Tout savoir sur le cépage Gamay !

gamay

Histoire et origines 

Une histoire de famille

Le Gamay est issu d’un croisement naturel entre le Pinot Noir (cépage noir) et le Gouais Blanc (cépage rouge). Son patronyme complet est Gamay noir à jus blanc. Comme une grande majorité de cépages rouges, la pulpe et le jus du raisin sont blancs et non pas colorés.

Ce Gamay noir à jus blanc est donc à distinguer du Gamay Teinturier. Ce dernier est à chaire rouge et provient du croisement entre le Gamay et le cépage Teinturier.

On peut encore trouver de manière confidentielle des mutations comme : le Gamay Fréaux, le Gamay de Chaudenay, le Gamay de Bouze (jus coloré) et le Gamay Malin (dit « Canari »).

Patrimoine Bourguignon

Concernant l’origine de notre cépage, le plus communément admis est qu’il tire sans doute son nom d’un hameau de la commune de Saint-Aubin en Côte d’Or, au Sud-Ouest de Beaune. Mais une autre hypothèse indique qu’il viendrait de Saône et Loire, près du Creusot.

Quoi qu’il en soit, c’est en Bourgogne qu’il apparaît au début du XIVème siècle. Mais il s’avère qu’il est moins qualitatif que son ami le Pinot Noir qu’il côtoie joyeusement sur ces terres calcaires.  Il est plus productif que ce dernier mais en devient ainsi de moindre qualité.
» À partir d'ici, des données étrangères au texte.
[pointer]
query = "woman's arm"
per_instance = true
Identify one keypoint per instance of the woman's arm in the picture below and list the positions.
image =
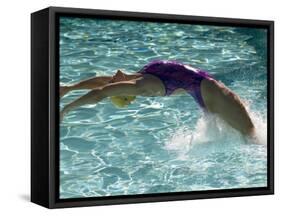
(90, 83)
(113, 89)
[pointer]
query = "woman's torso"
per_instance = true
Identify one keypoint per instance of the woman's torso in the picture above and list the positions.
(175, 76)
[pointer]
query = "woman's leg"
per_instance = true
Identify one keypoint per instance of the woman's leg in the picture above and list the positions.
(221, 100)
(90, 83)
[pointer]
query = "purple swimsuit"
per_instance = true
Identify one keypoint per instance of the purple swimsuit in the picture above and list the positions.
(175, 75)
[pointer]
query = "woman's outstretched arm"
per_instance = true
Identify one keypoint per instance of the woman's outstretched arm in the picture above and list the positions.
(113, 89)
(91, 83)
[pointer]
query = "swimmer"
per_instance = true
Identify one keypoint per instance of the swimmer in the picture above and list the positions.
(164, 78)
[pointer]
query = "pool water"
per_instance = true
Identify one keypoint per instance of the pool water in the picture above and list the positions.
(159, 144)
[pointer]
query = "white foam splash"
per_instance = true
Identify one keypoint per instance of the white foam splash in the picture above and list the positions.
(212, 129)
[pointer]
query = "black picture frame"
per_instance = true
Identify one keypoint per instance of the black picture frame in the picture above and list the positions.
(45, 107)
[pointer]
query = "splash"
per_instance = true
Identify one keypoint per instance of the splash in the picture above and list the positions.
(212, 130)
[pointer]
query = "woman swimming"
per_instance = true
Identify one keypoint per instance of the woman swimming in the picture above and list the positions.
(164, 78)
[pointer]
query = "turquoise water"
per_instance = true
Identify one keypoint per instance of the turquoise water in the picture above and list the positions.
(159, 144)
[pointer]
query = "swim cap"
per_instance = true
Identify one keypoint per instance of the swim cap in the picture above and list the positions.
(122, 101)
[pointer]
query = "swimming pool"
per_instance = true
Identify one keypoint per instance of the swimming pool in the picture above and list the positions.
(159, 144)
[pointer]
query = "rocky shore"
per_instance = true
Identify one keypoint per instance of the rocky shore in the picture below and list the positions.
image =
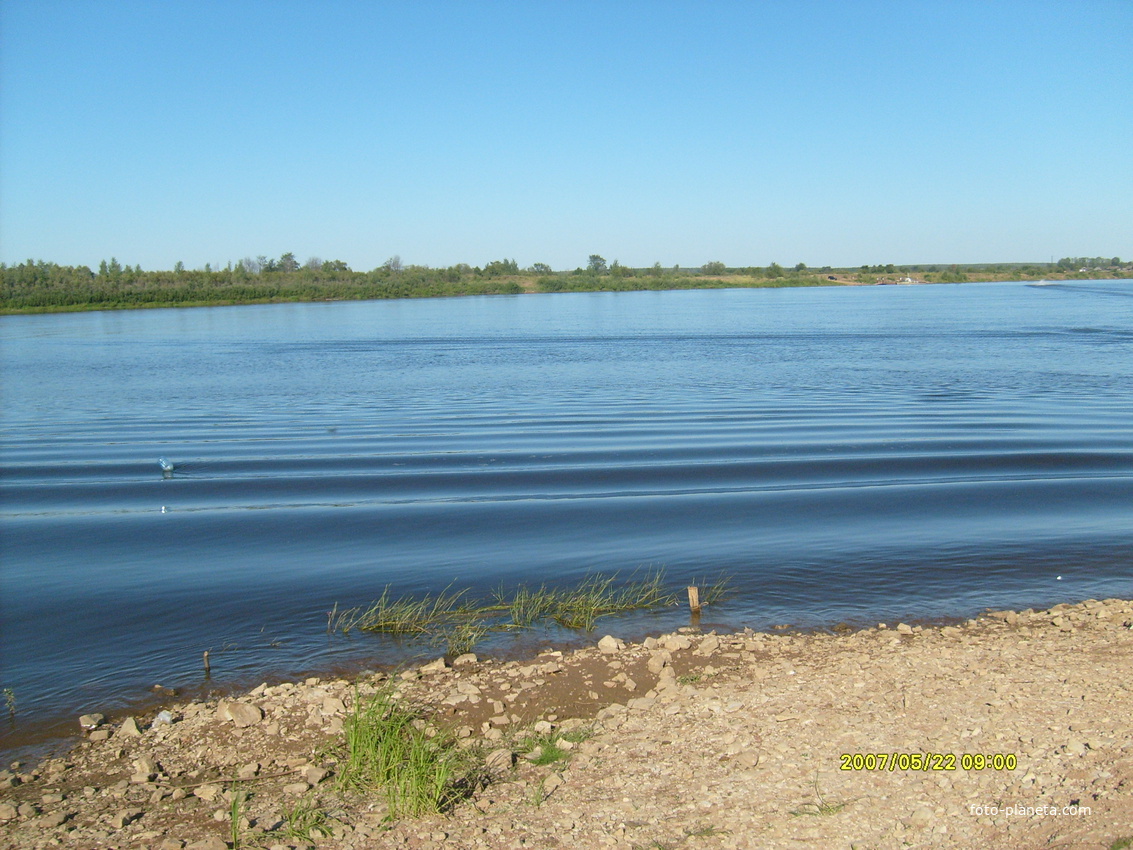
(1014, 730)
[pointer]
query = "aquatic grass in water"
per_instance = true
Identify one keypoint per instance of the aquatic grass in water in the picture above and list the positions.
(406, 614)
(452, 620)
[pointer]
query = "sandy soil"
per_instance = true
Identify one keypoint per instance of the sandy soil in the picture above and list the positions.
(1011, 731)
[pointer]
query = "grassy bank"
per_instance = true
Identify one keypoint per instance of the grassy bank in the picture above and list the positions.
(40, 287)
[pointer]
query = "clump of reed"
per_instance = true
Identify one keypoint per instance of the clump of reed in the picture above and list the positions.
(407, 614)
(458, 622)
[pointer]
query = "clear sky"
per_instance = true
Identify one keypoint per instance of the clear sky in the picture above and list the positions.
(827, 133)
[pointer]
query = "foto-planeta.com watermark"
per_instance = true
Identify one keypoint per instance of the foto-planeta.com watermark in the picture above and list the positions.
(1019, 810)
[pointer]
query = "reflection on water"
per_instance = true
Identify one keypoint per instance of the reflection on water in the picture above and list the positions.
(845, 455)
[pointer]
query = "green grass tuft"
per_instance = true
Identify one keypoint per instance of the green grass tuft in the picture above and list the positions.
(388, 748)
(305, 821)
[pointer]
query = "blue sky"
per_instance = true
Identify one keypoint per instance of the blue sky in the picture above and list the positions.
(826, 133)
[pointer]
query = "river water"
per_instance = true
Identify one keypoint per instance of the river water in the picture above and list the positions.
(842, 453)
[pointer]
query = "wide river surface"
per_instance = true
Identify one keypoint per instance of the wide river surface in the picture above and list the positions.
(843, 453)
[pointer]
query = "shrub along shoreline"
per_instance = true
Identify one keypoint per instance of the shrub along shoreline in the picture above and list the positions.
(42, 287)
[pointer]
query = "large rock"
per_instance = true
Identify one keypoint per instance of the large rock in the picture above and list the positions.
(91, 721)
(610, 645)
(241, 714)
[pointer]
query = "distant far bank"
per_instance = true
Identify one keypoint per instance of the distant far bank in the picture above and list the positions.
(41, 287)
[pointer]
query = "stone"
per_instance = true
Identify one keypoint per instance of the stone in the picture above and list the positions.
(921, 817)
(500, 761)
(709, 645)
(92, 721)
(241, 714)
(610, 645)
(248, 771)
(314, 775)
(50, 822)
(125, 817)
(206, 792)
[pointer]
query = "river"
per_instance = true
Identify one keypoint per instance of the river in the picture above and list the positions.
(853, 455)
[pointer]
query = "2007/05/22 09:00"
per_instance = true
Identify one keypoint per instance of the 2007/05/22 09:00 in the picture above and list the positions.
(928, 762)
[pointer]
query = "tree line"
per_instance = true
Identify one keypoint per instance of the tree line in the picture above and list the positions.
(39, 286)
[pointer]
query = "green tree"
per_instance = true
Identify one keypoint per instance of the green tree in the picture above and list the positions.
(497, 268)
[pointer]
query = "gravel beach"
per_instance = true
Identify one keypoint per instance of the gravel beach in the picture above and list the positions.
(1014, 730)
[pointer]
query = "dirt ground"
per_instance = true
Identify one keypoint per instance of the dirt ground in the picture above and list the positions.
(1014, 730)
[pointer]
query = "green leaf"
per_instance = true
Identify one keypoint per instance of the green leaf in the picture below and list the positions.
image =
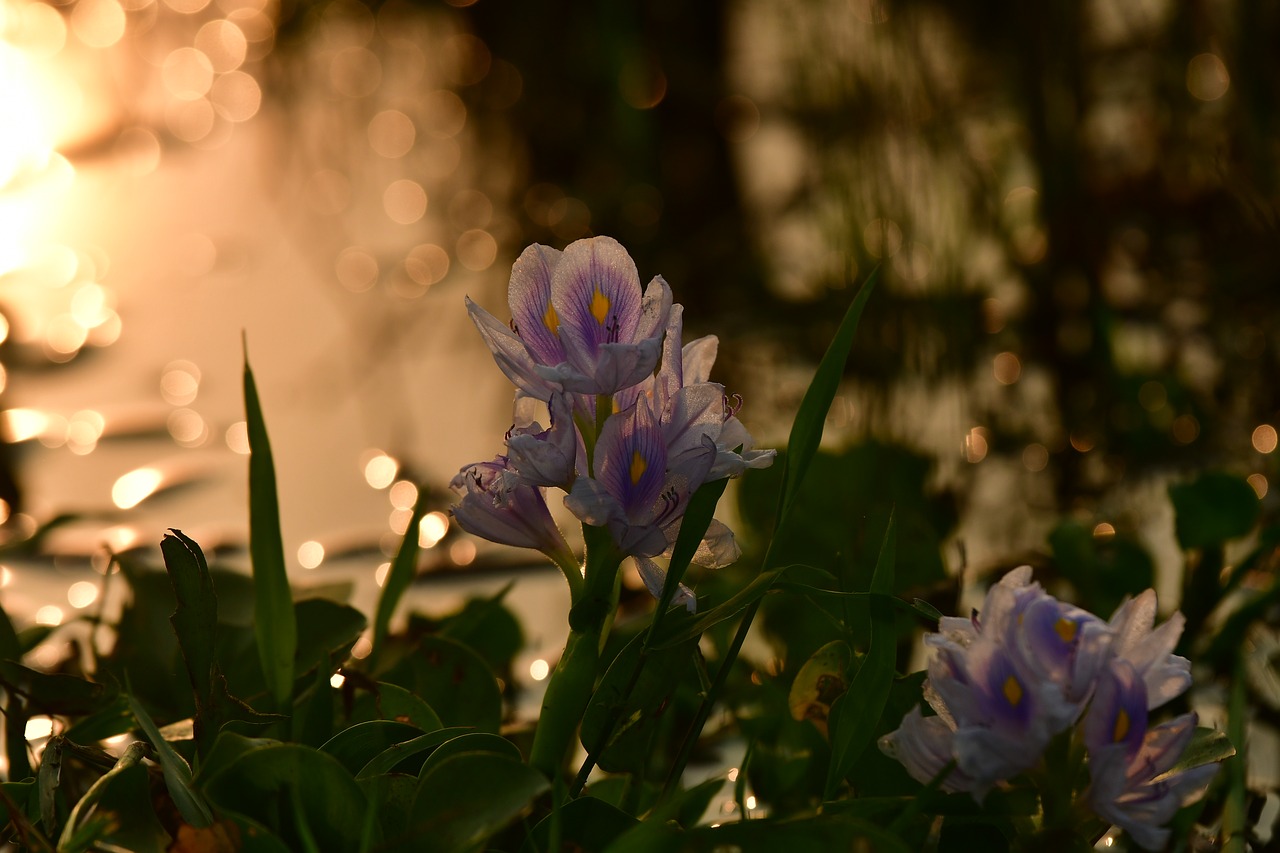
(855, 714)
(1214, 509)
(470, 742)
(296, 792)
(1206, 746)
(177, 772)
(585, 824)
(398, 756)
(812, 415)
(467, 798)
(398, 578)
(117, 811)
(274, 623)
(630, 719)
(393, 702)
(359, 744)
(453, 680)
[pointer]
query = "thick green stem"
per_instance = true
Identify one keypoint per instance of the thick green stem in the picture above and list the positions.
(574, 679)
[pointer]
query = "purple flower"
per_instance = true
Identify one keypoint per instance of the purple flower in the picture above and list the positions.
(1129, 763)
(579, 320)
(498, 507)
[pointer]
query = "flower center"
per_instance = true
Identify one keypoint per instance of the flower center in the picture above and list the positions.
(599, 306)
(1013, 690)
(1121, 726)
(638, 466)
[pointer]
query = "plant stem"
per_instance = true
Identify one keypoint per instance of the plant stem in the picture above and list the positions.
(574, 679)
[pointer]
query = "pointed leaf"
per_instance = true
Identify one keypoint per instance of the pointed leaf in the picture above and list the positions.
(398, 578)
(274, 621)
(855, 714)
(807, 429)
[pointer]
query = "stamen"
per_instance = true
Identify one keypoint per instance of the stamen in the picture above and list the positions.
(1121, 728)
(638, 466)
(1013, 690)
(599, 306)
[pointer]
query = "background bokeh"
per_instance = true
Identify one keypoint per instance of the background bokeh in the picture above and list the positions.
(1073, 208)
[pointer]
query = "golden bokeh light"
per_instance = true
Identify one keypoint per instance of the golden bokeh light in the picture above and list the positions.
(392, 133)
(405, 201)
(476, 250)
(136, 487)
(237, 438)
(81, 594)
(1260, 484)
(179, 383)
(224, 44)
(1006, 368)
(426, 264)
(310, 553)
(462, 552)
(380, 469)
(1264, 438)
(1207, 78)
(187, 428)
(50, 615)
(976, 445)
(432, 529)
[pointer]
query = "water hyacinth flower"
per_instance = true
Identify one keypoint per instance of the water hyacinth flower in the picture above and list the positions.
(580, 322)
(1028, 667)
(497, 506)
(1129, 763)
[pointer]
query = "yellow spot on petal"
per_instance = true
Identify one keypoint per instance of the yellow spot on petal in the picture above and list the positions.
(1013, 690)
(1121, 726)
(638, 466)
(599, 306)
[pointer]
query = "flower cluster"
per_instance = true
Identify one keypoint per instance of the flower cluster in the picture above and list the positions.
(635, 425)
(1028, 667)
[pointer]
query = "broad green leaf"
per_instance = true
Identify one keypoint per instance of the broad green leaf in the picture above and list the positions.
(356, 746)
(855, 714)
(327, 630)
(388, 701)
(470, 742)
(812, 415)
(819, 683)
(585, 824)
(397, 757)
(177, 772)
(296, 792)
(627, 708)
(117, 811)
(1212, 509)
(467, 798)
(274, 623)
(453, 680)
(400, 576)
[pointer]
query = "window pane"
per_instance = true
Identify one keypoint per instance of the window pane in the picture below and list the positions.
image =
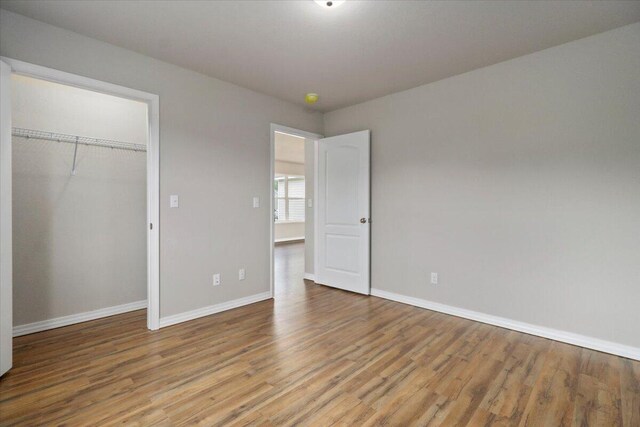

Notre ami semble aussi plus résistant aux maladies et s’adapter volontiers à une grande variété de sols.

C’est ainsi que naturellement, les vignerons vont avoir tendance à le préférer au Pinot Noir qui est pourtant un cépage plus qualitatif. Progressivement, notre gamay s’est répandu sur toute la Bourgogne. Mais cela n’est pas du goût des pouvoirs féodaux qui vont finir par le juger moins noble que le Pinot Noir. Ce dernier fera la réputation de la Bourgogne.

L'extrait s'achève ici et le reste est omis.